That’s because an AI program will be doing very well indeed to come up with potent structures against a single target protein – it won’t be optimizing for oral bioavailability, toxicity, plasma half-life, avoidance of active metabolites, heterogeneity in liver enzymes among the patient population, interaction with other common drugs in that population, ease of industrial synthesis, development of a useful formulation, avoidance of less useful (but more stable) polymorphic forms, stability on storage. . .and a big pile of other issues that actual drug development has to deal with all the time. No, by the time all that gets worked out, there will have been some inventive steps taken by human inventors.

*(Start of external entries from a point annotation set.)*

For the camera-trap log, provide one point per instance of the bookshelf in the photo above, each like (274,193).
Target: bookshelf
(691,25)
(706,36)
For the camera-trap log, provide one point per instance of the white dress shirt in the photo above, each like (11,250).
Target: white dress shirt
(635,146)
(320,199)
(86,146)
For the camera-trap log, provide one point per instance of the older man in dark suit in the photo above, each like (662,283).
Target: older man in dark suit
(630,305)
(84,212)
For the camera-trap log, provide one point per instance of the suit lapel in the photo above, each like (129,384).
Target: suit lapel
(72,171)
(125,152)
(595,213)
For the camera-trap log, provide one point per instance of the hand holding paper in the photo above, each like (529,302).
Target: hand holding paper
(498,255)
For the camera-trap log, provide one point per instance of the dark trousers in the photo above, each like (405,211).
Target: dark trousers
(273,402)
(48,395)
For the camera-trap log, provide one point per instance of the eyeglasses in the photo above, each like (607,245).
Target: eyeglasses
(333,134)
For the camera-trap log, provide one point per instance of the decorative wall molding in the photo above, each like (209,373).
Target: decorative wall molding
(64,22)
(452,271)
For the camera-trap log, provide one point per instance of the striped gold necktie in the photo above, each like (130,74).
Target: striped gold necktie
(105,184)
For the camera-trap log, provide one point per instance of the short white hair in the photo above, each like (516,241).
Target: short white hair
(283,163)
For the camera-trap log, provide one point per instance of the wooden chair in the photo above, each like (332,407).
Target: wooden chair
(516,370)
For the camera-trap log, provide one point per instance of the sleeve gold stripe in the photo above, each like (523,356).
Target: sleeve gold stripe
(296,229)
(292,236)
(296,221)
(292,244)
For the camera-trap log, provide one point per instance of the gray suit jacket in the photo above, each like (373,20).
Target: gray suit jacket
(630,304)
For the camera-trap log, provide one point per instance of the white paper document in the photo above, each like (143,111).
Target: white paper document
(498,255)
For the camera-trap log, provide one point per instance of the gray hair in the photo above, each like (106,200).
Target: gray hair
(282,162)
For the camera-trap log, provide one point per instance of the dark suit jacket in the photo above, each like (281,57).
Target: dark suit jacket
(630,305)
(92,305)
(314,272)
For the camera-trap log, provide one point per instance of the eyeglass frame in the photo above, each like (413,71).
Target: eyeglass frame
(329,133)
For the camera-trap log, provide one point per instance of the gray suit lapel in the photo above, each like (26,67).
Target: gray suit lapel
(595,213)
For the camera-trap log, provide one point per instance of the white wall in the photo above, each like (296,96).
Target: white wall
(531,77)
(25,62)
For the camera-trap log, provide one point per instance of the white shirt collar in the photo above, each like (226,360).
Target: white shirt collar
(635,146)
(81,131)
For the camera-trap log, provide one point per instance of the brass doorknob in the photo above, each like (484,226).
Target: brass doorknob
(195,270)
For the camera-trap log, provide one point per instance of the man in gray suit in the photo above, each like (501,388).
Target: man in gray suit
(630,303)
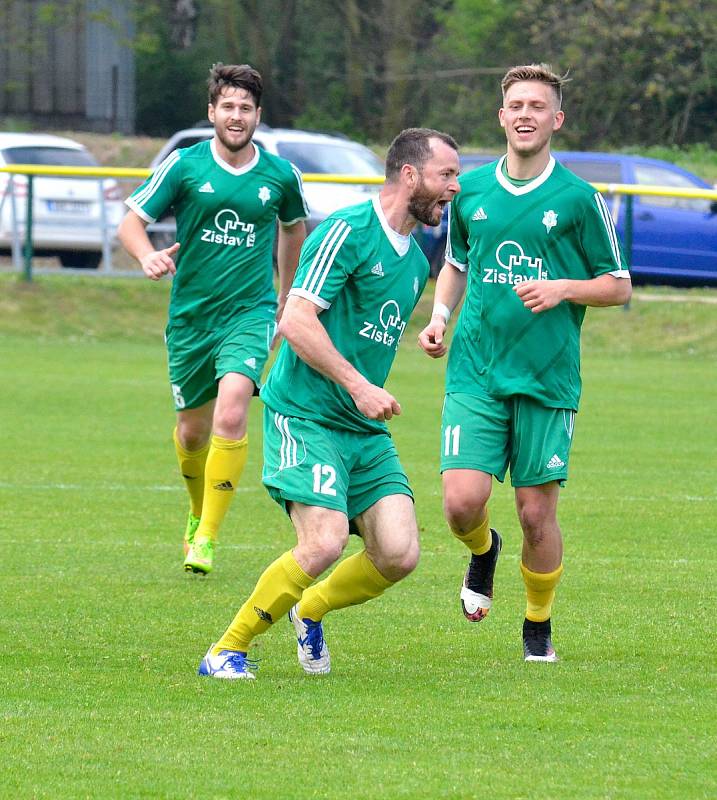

And that last line quoted above doesn’t quite work, either: when you run a high-throughput screen, can you explain why one particular compound type hit while the others didn’t do as well? Only ex post facto – otherwise, why did you run the screen? We often can’t explain why one structure is so much better than another: but discovering one is indeed an invention. A reductionist view would be that the AI is no more responsible for the invention than was a multichannel pipet or a fluorescent plate reader. All of these are tools, used by an inventive human to discover something.

So a human will use a new, powerful tool to help discover that compounds of a certain type are active against a given target. Other humans will discover further chemical matter of that that will work even better in real cells, real animal, and humans, and that chemical matter will be the subject of a patent. And the pharmaceutical industry’s patent structure will hold up just fine.

43 comments on “AI Will Not Threaten Pharma Patents – Not This Way”

  1. asg says:

    Perhaps you could comment on ‘reducing to practice’. Person A can have a great idea. But no patent. Its person B who reduces to practice. So unless the AI also provides a full experimental…Additionally, the AI will likely provide many cmpds to make, but only some will be made; choosing is part of the inventive process.

    1. Chris Liu says:

      Reduction to practice typically doesn’t bear much impact on patent authorship; that tends to be decided purely by the idea generators. Even in cases where A suggested methyl-structure and B discovered ethyl-structure was the real answer, “one skilled in the art” would recognize that is an obvious substitution and thus does not constitute non-obviousness (if you’ll pardon the double negative). Its gets gray, though, because there are certainly scenarios in which an alteration of the original idea achieves an appropriate level of non-obviousness. Generally it boils down to how permissive the assignee is and how much risk they’re willing to take on their patents, because having the wrong authors on patents does constitute a risk to patent validity.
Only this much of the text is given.